The only problem is that this picture is not a common occurrence; it’s occasional, seldom even. And I imagine the same is true for many of you. Peace is peculiar because, although we desire it, we often have trouble finding or achieving it. In fact, from the world’s perspective, as violence, conflict, and strife grows greater and greater, peace is a punchline, a pipe dream that many believe they will never find save for a few chance moments on earth.
So, what changed? Because if you read your Bible, peace isn’t treated this way. In fact, peace seems much more common. When Jesus sends out the 72 apostles, He instructs them to say, “Peace be to this house,” and He goes on to say if a “son of peace” is there then the peace will rest on him. In other words, peace was something they already possessed, and they possessed it in such great quantities that they could offer it as a gift to as many households as they entered! That’s hard to believe, especially since we know the apostles didn’t have much if any opportunity to kick back and relax. So how could they have peace in such abundance?
Jesus teaches that peace comes through faith in Him. He tells a sinful woman in Luke 7, “Your faith has saved you; go in peace” (7:50). We can also read in Romans from the apostle Paul, “Therefore since we are justified by faith, we have peace with God” (5:1). Peace comes through faith in Christ. This is how the apostles possessed it in such abundance. They had faith in Christ, their Lord. And in this faith they were sent out and were able to share this peace with others.
The same is true for us and all followers of Christ. Peace comes through faith. But what does this mean? Does it mean that we will have abundant moments of blissful relaxation? Does it mean we will experience more tranquility or less conflict? Certainly not. Quite the opposite, in fact. Jesus tells the apostles, “Do you think that I have come to give peace on earth? No, I tell you, but rather division” (Luke 12:51). The peace that comes through Him is not peace as we think of it; it’s far greater because it comes at all times, both the tranquil and the turbulent.
While we conceive peace as a lack of conflict, Christ gives us peace in the midst of conflict. And this is good news. Although we would prefer that conflict go away, we know it won’t. We live in a fallen and sinful world. We see sin at work in our own lives. We see sin at work in the lives of our friends, our communities, and our leaders. Sin and its burdens are a constant while we are here on earth. But God knows this. That is why He gives us His special gift of peace. It’s a peace that doesn’t require a tranquil moment or a lack of conflict; it’s a peace that comes in the midst of these things, one that comforts in spite of these troubles. With this peace, we can witness the greatest burdens sin has to bring, even death itself, and still rejoice and say, “Praise and thanks be to God.” Because God’s peace is the promise of the forgiveness of sins, eternal life, and salvation—all of which sin cannot destroy for those who have faith.

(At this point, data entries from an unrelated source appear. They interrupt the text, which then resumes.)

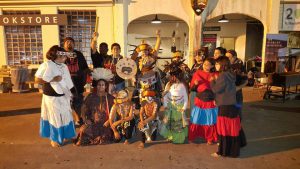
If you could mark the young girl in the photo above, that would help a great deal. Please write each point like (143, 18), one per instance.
(204, 113)
(174, 126)
(228, 121)
(121, 117)
(56, 114)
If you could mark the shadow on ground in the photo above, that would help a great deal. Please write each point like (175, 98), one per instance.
(271, 127)
(19, 112)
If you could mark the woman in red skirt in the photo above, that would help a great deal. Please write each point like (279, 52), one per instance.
(228, 121)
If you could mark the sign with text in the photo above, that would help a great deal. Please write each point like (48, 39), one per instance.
(291, 17)
(49, 19)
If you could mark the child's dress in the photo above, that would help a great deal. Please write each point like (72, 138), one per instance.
(204, 112)
(174, 125)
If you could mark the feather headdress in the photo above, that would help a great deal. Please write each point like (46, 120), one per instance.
(101, 73)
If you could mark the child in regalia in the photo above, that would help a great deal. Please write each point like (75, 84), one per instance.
(175, 125)
(204, 111)
(149, 121)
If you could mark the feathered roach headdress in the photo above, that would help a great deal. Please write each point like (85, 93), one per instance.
(174, 68)
(101, 73)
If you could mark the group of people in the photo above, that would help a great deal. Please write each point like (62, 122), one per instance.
(107, 114)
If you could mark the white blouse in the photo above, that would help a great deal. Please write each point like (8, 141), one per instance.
(177, 95)
(48, 70)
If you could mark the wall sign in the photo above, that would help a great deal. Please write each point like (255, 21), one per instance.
(291, 17)
(212, 28)
(50, 19)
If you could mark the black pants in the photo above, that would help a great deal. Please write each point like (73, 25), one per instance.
(127, 131)
(76, 104)
(142, 136)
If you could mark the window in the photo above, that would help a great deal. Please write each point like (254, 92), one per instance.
(24, 43)
(81, 25)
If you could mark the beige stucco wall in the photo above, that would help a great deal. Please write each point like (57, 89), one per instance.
(239, 34)
(3, 51)
(266, 11)
(177, 8)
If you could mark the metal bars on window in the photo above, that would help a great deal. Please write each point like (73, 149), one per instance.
(24, 43)
(81, 25)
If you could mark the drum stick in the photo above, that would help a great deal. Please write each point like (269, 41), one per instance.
(97, 23)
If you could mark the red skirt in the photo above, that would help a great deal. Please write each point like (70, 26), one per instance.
(209, 133)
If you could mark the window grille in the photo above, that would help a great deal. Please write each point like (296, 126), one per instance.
(24, 43)
(81, 25)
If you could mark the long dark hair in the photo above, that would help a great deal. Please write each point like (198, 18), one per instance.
(52, 52)
(95, 83)
(224, 64)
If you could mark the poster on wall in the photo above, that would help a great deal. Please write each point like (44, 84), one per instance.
(276, 50)
(294, 40)
(210, 41)
(291, 17)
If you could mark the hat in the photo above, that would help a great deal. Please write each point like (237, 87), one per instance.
(232, 52)
(178, 53)
(144, 46)
(68, 38)
(101, 73)
(148, 93)
(122, 96)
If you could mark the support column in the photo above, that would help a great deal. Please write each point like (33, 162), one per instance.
(50, 33)
(105, 27)
(120, 17)
(3, 48)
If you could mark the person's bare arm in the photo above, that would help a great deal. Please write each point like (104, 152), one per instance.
(94, 42)
(130, 116)
(158, 41)
(149, 119)
(41, 81)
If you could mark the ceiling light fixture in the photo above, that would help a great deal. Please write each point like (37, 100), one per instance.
(223, 19)
(156, 20)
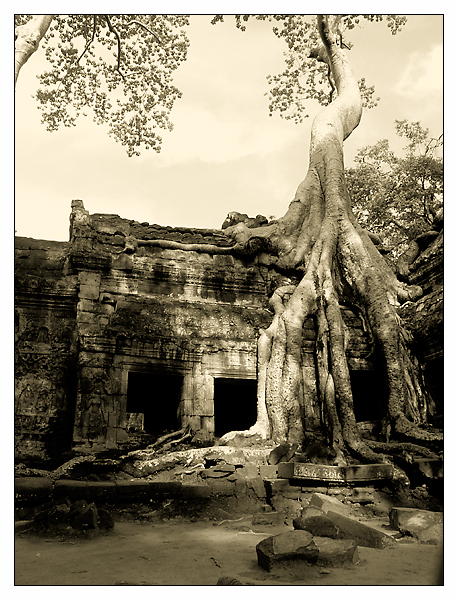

We all have our picture of peace that seems to elude us. But God reminds us that He offers an even greater peace. It won’t make your life easier; it won’t remove all conflict from your life. But it will grant you a tranquil and joyful conscience before God at all times, even in times of hardship. It’s a peace that passes all earthly understanding, but it is one that brings us joy at all times. So praise be to God, and peace be with you.